While executives tend to attribute misreporting to poor ethical behavior on the employee’s part, individual traits, work climate, and cultural norms all play a role. For example, some workers may just be optimistic about a fledging project. Others may be risk takers. Still other employees may have cultural backgrounds that traditionally reward individualism above collectivism.
“Executives should spend more time considering the composition of their project teams, especially project manager positions,” said Charles Iacovou, vice dean and professor of management at Wake Forest University School of Business and one of the study’s investigators. Of particular note are personality traits, employees’ perceptions of their work climate, and employees’ cultural backgrounds. Be especially wary of optimists and risk takers.”
#3: Audit teams help to proliferate misreporting
In one study of state government managers who reported to an IT oversight board, the researchers discovered several cases in which the use of an audit team led to growing distrust and deception in the audited unit. Individuals reporting project status information reacted to some auditors’ queries by trying to thwart the auditors. The auditors, in turn, concluded that the project participants were either incompetent or deceptive, and they increased their scrutiny, which led to more defensiveness and an even greater degree of misreporting.
#4: Putting a senior executive in charge of a project may increase misreporting.
Conventional wisdom tells project managers to appoint a senior executive to oversee all major projects, thus providing visibility and organizational support to marshal resources. But research suggests that the stronger the perceived power of the project leader, the less inclined subordinates are to report accurately. In short, the career aspirations of project managers and senior executives often skew results toward the positive.
“This is a situation where having a Project Management Office can help,” said Thompson. “The PMO can provide a trained leader that helps mentor other project mangers.
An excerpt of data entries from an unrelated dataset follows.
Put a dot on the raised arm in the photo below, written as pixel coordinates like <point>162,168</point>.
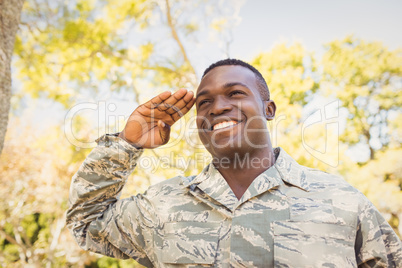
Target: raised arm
<point>98,220</point>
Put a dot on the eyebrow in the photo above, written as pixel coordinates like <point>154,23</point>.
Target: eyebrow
<point>227,85</point>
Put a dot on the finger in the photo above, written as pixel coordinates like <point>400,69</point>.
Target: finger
<point>164,131</point>
<point>155,101</point>
<point>181,103</point>
<point>173,99</point>
<point>176,116</point>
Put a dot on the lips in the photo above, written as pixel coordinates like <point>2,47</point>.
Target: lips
<point>224,124</point>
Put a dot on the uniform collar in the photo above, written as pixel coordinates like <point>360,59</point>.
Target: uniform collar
<point>285,170</point>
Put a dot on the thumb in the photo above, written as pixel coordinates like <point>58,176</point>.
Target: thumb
<point>164,131</point>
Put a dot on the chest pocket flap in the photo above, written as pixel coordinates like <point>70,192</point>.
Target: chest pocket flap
<point>190,242</point>
<point>311,244</point>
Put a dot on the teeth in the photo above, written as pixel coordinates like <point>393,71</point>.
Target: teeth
<point>224,124</point>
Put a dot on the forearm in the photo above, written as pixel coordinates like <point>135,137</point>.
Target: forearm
<point>96,187</point>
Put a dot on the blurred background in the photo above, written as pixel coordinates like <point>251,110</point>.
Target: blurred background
<point>80,67</point>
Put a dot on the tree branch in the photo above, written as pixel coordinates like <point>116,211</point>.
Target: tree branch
<point>177,39</point>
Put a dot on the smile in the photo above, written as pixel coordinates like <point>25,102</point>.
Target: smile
<point>225,124</point>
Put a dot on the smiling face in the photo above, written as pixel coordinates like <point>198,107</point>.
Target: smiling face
<point>231,116</point>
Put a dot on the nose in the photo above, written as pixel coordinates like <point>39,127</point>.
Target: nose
<point>220,106</point>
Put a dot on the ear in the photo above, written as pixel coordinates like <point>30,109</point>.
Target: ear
<point>269,109</point>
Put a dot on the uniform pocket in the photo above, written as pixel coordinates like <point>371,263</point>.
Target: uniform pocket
<point>190,242</point>
<point>311,244</point>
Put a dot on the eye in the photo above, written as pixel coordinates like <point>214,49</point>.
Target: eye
<point>236,92</point>
<point>202,102</point>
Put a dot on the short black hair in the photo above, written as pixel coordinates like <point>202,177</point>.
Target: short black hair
<point>262,85</point>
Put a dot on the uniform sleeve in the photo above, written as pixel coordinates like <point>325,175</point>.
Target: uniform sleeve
<point>97,218</point>
<point>377,245</point>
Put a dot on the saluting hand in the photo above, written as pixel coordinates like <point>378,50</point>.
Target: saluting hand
<point>149,125</point>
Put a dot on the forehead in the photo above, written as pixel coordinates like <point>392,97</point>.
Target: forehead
<point>222,75</point>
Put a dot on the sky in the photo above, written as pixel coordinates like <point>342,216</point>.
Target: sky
<point>263,23</point>
<point>314,23</point>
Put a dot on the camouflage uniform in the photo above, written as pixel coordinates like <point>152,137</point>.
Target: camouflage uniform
<point>290,216</point>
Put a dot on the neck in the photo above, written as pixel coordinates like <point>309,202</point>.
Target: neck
<point>240,170</point>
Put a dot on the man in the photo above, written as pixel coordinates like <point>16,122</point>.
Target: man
<point>253,206</point>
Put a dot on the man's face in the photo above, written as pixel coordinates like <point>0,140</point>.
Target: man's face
<point>231,116</point>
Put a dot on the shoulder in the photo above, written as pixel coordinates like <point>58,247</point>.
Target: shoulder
<point>171,187</point>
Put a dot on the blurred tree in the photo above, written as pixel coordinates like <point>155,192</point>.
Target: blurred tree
<point>10,12</point>
<point>366,77</point>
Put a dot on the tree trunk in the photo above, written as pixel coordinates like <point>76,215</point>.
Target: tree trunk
<point>10,13</point>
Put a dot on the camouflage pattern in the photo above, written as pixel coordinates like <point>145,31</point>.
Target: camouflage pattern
<point>290,216</point>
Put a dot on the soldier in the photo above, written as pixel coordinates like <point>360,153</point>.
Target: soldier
<point>252,206</point>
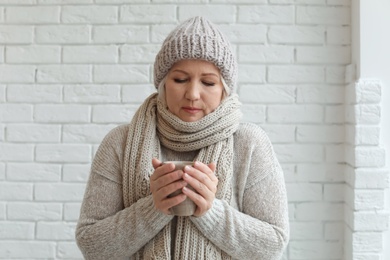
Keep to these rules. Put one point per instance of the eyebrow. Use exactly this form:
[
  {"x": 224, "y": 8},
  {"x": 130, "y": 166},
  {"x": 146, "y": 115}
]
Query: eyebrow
[{"x": 203, "y": 74}]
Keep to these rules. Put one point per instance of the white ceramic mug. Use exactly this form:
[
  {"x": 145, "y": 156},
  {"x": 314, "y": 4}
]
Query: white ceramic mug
[{"x": 187, "y": 207}]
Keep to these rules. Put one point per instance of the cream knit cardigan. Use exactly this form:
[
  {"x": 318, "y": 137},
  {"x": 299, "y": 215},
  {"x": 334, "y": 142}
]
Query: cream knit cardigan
[{"x": 253, "y": 226}]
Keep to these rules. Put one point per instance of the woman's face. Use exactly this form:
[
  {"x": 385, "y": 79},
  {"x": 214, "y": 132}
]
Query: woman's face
[{"x": 193, "y": 89}]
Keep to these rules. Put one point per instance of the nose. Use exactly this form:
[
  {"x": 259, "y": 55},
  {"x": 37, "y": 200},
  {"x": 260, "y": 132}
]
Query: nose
[{"x": 193, "y": 90}]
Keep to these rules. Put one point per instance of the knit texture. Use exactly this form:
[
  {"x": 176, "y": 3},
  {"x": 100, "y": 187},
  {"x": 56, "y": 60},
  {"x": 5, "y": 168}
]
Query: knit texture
[
  {"x": 253, "y": 225},
  {"x": 212, "y": 135},
  {"x": 197, "y": 38}
]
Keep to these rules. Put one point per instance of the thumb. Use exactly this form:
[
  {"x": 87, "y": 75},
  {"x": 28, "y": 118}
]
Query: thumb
[
  {"x": 156, "y": 163},
  {"x": 212, "y": 166}
]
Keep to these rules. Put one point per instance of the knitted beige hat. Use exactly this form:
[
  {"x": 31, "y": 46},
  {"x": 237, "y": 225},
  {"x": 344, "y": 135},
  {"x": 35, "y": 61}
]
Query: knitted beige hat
[{"x": 197, "y": 38}]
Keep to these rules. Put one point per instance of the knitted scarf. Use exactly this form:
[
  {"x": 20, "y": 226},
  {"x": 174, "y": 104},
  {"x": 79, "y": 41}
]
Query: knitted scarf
[{"x": 212, "y": 135}]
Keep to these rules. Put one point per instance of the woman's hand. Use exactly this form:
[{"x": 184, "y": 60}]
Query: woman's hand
[
  {"x": 163, "y": 182},
  {"x": 202, "y": 178}
]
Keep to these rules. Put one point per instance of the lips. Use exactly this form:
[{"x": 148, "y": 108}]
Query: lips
[{"x": 191, "y": 110}]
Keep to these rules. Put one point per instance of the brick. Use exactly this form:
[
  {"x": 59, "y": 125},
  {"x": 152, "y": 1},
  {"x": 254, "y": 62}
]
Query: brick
[
  {"x": 365, "y": 156},
  {"x": 335, "y": 114},
  {"x": 136, "y": 93},
  {"x": 34, "y": 211},
  {"x": 59, "y": 192},
  {"x": 367, "y": 221},
  {"x": 11, "y": 34},
  {"x": 338, "y": 35},
  {"x": 245, "y": 33},
  {"x": 121, "y": 1},
  {"x": 334, "y": 192},
  {"x": 335, "y": 74},
  {"x": 17, "y": 73},
  {"x": 2, "y": 48},
  {"x": 62, "y": 34},
  {"x": 121, "y": 74},
  {"x": 239, "y": 1},
  {"x": 362, "y": 135},
  {"x": 322, "y": 94},
  {"x": 216, "y": 14},
  {"x": 265, "y": 94},
  {"x": 28, "y": 133},
  {"x": 34, "y": 93},
  {"x": 62, "y": 113},
  {"x": 160, "y": 31},
  {"x": 319, "y": 211},
  {"x": 32, "y": 172},
  {"x": 288, "y": 153},
  {"x": 17, "y": 2},
  {"x": 64, "y": 74},
  {"x": 92, "y": 93},
  {"x": 303, "y": 192},
  {"x": 306, "y": 230},
  {"x": 323, "y": 15},
  {"x": 27, "y": 249},
  {"x": 147, "y": 13},
  {"x": 320, "y": 134},
  {"x": 295, "y": 114},
  {"x": 364, "y": 92},
  {"x": 90, "y": 54},
  {"x": 63, "y": 153},
  {"x": 120, "y": 34},
  {"x": 324, "y": 55},
  {"x": 309, "y": 249},
  {"x": 89, "y": 14},
  {"x": 113, "y": 113},
  {"x": 266, "y": 54},
  {"x": 335, "y": 153},
  {"x": 253, "y": 113},
  {"x": 76, "y": 172},
  {"x": 252, "y": 73},
  {"x": 368, "y": 199},
  {"x": 16, "y": 191},
  {"x": 268, "y": 14},
  {"x": 16, "y": 113},
  {"x": 85, "y": 133},
  {"x": 16, "y": 152},
  {"x": 280, "y": 133},
  {"x": 55, "y": 231},
  {"x": 370, "y": 178},
  {"x": 2, "y": 171},
  {"x": 367, "y": 242},
  {"x": 33, "y": 14},
  {"x": 16, "y": 231},
  {"x": 139, "y": 53},
  {"x": 33, "y": 54},
  {"x": 363, "y": 114},
  {"x": 2, "y": 211},
  {"x": 295, "y": 34},
  {"x": 295, "y": 74},
  {"x": 72, "y": 211},
  {"x": 78, "y": 2},
  {"x": 334, "y": 231},
  {"x": 68, "y": 250}
]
It provides a resource for project managers to turn to if problems arise instead of running that information up to a supervisor.”
#5: Executives often ignore bad news.
A number of the authors’ studies found situations where employees went to share concerns about a project with powerful decision-makers, who had the ability to change the course of the project (or stop it), but such attempts were unsuccessful.
"Overconfidence is an occupational hazard in the executive suite,” said Iacovou. “Overconfidence and other reasons can lead to a situation where executives continue to escalate their commitment to a project, despite negative news. In many of the corporate disasters of the past 20 years, overconfidence or overcommitment almost always played a role. Executives should not only listen to a variety of stakeholders, but they should take the warnings they receive seriously, or they risk creating a climate of silence in which employees grow even more reluctant to report bad news.”
These findings were presented in the Spring 2014 edition of MIT’s Sloan Management Review. The paper was co-authored with Mark Keil at Georgia State University and Jeff Smith at Miami University in Oxford, OH.